Das ist natürlich von dem englischen Dichter, dessen Nachname ein Anagramm von toilets ist, das lernen Anglistikstudenten im ersten Semester. Und vergessen es nie, auch wenn sie sonst nichts mehr von T.S. Eliot wissen. I shall wear the bottoms of my trousers rolled, warum nicht einmal über Hosenumschläge schreiben? Je älter man wird, desto mehr empfiehlt es sich, darauf zu achten, wie man auf andere wirkt. Der Satz ist nicht von mir, er ist von Martin Walser. Es ist der erste Satz des Romans Mein Jenseits. Aber ob Literatur oder nicht, es ist natürlich ein wahrer Satz. Hosenumschlag oder nicht? Lange verpönt, ist er jetzt wieder zurück. Aber nicht bei Männern, die kleiner sind als 1,80 Meter. Das wiederum ist kein wahrer Satz, das ist der übliche Unsinn, den man in Modezeitschriften findet. Hosenumschläge gehen immer, es muss nur die richtige Hose für einen Umschlag sein. Falls Sie so etwas da oben noch nie gesehen haben: das ist die sartoriale Form des Umschlags, nicht festgenäht sondern geknöpft. Kann man aufknöpfen und den Schmutz heraus bürsten.

Fangen wir mal mit den einfachen Dingen an: Jeans haben keinen Hosenumschlag. Es sei denn, Sie tragen Bundfaltenjeans mit Bügelfalte, dann ist sowieso alles egal. Neuerdings gilt es als chic, Jeans umgekrempelt zu tragen. Womit man nicht Marlon Brando in The Wild One imitieren will, sondern lediglich die Aufmerksamkeit auf die selvedge Naht im Bein lenken will.

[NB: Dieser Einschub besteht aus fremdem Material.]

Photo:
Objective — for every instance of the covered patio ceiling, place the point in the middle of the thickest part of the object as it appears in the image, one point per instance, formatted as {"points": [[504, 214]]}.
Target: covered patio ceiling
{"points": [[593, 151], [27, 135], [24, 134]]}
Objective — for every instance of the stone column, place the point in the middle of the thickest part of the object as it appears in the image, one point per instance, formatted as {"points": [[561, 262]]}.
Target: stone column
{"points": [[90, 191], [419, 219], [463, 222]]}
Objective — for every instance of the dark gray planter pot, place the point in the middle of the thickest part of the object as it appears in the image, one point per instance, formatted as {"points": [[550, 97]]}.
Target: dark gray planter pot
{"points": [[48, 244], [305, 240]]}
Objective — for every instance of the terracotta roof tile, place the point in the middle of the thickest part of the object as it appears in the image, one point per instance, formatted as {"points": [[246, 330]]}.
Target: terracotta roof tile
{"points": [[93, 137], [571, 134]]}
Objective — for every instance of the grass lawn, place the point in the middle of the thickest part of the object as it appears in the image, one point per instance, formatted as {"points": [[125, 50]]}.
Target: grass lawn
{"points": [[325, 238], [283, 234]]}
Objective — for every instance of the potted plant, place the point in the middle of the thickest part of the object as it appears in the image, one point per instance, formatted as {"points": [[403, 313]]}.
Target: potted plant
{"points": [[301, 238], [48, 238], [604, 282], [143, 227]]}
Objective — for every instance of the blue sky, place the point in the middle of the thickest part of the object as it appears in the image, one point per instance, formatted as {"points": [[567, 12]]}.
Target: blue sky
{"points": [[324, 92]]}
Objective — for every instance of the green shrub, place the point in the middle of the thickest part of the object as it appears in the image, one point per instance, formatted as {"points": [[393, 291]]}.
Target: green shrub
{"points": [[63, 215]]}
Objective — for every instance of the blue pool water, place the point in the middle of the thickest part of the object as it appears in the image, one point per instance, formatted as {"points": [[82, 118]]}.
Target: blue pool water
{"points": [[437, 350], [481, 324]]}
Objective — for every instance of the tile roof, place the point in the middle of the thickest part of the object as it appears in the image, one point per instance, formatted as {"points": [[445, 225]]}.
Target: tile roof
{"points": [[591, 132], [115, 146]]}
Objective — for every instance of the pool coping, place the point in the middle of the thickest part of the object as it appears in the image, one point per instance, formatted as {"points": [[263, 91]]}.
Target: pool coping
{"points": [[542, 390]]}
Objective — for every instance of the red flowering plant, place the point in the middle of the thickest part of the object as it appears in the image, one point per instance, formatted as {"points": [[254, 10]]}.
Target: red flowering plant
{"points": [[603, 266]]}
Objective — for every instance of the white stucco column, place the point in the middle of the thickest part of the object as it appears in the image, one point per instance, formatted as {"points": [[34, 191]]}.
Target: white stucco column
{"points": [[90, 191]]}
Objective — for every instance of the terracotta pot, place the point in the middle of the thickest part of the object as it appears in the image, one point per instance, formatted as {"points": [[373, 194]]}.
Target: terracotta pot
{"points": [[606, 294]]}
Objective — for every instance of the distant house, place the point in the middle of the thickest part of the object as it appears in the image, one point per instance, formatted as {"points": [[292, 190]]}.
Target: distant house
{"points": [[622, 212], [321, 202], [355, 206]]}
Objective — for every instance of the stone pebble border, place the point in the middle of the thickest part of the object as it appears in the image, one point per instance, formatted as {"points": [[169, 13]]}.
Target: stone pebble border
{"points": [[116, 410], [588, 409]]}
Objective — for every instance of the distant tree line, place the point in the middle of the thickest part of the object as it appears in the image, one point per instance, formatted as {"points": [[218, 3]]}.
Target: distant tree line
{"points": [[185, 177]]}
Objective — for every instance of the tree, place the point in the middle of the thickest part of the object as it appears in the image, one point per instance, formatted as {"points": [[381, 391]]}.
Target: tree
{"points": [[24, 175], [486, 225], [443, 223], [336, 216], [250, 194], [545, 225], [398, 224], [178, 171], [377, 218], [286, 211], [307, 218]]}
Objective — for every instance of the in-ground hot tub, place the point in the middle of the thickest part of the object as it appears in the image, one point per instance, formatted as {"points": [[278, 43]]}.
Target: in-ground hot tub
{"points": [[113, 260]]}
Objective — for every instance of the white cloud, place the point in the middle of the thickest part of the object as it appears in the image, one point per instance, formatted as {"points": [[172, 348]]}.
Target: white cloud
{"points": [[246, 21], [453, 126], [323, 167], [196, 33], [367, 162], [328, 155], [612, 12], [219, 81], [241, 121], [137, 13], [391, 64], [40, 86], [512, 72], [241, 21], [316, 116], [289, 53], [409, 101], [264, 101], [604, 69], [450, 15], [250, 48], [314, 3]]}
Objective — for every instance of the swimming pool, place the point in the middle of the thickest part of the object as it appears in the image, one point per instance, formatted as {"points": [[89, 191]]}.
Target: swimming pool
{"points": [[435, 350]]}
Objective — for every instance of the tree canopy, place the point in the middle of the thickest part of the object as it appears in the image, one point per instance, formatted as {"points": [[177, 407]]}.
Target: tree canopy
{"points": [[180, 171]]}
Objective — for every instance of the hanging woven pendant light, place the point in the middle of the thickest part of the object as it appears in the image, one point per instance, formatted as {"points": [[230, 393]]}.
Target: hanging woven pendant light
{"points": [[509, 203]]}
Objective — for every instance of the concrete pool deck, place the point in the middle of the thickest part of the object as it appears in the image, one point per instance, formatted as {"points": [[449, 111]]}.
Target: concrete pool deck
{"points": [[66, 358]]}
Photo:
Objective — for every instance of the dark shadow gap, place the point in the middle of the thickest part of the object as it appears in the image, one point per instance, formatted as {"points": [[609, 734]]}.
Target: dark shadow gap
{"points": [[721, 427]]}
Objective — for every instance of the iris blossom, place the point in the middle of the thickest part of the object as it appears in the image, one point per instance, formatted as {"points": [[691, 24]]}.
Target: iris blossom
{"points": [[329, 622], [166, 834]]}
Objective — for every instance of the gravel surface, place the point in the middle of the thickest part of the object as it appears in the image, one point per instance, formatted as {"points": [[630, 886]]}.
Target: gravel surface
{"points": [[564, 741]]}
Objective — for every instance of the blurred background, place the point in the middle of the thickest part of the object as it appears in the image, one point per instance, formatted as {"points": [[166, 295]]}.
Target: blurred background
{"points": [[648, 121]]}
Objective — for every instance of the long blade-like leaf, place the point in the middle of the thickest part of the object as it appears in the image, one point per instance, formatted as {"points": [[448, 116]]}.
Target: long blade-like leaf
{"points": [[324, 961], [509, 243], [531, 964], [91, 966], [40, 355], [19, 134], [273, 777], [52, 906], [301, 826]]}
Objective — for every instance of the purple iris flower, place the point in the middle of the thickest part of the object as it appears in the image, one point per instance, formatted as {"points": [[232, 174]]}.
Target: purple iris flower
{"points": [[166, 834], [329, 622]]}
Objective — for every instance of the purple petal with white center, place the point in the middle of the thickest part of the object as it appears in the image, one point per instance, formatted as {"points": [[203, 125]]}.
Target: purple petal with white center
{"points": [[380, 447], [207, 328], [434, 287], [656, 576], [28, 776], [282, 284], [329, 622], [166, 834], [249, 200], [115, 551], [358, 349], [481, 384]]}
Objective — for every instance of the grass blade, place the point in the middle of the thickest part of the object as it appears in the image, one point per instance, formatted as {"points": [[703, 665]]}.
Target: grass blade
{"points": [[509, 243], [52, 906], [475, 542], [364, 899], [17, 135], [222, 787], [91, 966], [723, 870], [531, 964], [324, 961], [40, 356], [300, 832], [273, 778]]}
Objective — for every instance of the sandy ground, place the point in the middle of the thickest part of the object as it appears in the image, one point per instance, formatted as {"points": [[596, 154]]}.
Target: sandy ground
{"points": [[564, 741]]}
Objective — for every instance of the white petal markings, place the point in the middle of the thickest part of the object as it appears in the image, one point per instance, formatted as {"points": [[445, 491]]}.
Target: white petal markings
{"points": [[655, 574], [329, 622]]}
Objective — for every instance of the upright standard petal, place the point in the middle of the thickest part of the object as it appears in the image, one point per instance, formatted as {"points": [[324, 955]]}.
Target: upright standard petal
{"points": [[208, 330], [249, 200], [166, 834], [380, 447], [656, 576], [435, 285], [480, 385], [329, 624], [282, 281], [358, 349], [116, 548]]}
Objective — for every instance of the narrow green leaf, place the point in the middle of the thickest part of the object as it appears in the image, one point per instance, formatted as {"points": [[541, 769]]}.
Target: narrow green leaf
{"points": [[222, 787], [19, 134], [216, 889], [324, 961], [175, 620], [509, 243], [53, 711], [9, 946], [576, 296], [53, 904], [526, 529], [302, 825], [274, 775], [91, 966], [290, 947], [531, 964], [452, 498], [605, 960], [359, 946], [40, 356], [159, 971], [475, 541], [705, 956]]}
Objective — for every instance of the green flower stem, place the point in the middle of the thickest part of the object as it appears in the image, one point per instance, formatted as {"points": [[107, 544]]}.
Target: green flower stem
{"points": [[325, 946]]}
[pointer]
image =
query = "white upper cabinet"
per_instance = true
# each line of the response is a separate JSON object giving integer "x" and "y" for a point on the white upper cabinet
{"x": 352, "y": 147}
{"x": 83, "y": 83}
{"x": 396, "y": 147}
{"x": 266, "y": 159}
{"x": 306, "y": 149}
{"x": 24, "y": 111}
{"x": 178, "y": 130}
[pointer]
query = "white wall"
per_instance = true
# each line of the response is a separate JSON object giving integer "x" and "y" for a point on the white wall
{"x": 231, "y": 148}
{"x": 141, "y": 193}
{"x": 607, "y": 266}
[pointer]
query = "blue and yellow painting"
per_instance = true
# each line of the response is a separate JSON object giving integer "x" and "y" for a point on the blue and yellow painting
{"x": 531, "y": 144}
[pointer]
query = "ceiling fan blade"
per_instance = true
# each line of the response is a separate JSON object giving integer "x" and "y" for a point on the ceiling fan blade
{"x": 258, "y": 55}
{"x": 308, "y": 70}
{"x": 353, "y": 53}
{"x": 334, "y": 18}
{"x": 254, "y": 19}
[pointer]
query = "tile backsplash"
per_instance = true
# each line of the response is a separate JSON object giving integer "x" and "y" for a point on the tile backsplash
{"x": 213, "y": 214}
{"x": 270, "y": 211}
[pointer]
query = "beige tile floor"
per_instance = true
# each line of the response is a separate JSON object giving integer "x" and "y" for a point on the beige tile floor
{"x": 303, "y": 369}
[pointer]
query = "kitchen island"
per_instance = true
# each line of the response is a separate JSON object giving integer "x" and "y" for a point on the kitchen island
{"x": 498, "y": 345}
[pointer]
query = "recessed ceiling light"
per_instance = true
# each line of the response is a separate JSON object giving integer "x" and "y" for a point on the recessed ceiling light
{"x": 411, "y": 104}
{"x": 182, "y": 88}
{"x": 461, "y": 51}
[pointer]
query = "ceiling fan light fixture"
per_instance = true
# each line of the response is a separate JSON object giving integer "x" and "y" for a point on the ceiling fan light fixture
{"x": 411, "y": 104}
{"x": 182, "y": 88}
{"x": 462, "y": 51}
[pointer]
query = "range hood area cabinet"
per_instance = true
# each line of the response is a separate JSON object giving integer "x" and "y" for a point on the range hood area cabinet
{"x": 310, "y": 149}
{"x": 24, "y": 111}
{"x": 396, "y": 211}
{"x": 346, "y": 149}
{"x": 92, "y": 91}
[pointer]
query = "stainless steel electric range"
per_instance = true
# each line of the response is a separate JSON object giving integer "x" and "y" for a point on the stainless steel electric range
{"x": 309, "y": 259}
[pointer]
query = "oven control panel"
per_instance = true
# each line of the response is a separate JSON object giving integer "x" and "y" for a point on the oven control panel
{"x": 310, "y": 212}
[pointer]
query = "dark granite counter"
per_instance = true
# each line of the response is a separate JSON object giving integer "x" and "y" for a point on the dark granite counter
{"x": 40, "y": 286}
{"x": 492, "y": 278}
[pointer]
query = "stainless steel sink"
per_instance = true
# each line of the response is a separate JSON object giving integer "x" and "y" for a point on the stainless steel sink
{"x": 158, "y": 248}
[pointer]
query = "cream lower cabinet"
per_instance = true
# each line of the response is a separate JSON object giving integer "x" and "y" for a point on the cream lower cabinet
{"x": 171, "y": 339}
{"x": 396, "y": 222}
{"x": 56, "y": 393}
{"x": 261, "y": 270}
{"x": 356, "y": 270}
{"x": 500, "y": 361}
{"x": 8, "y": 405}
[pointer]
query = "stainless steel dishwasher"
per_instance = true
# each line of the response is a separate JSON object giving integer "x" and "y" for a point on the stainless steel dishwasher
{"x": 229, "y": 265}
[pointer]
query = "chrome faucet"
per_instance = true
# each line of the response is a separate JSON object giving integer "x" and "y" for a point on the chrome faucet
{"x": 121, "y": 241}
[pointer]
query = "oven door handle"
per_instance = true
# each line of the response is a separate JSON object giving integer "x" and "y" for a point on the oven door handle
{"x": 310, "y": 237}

Die dann hoffentlich echt ist, es sind ja schon massenhaft ➱fakes auf dem Markt. Das hier auf diesem Bild, das geht nun gar nicht. Wenn man einen ➱Langbinder trägt, sollte man keine Jeans tragen. Natürlich kann man sich wie Rudolf Oetker in den Swinging Sixties bei Max Dietl einen Jeans Anzug schneidern lassen, aber dann sieht man wirklich lächerlich aus.

Es ist nichts dagegen zu sagen, im Sommer ein leichtes Jackett zu einer eleganten Jeans zu tragen. Und dazu englische loafer. Die kann man natürlich auch zu Chinos tragen und zu allen gelben Hosen, die Valentini und Incotex so herstellen. Aber flatfront trousers sollten dann natürlich keine Umschläge haben. Hosenumschläge und loafers gehen nun mal nicht zusammen. Fragen Sie mich nicht weshalb.

Wir bleiben noch bei den einfachen Dingen: die Hosen von einem dinner jacket können galons haben (brauchen sie nicht), aber niemals Umschläge. Und es wäre natürlich auch schön, wenn der Schneider die richtige Länge hinbekommen würde. Für alles weitere lesen Sie doch bitte die Posts ➱Etiquette und ➱Morning Coat. Bei dem letzten Post bin ich ich mir nicht so sicher: wie finden die Leute den? Zu meiner Überraschung ist der schon über 15.000 mal angeklickt worden. Wir merken uns einmal die ganz simple Regel: je förmlicher die Kleidung ist (sprich Cutaway, Smoking oder Frack) desto weniger haben Umschläge etwas an der Hose verloren. Bei Uniformen gibt es natürlich auch keine.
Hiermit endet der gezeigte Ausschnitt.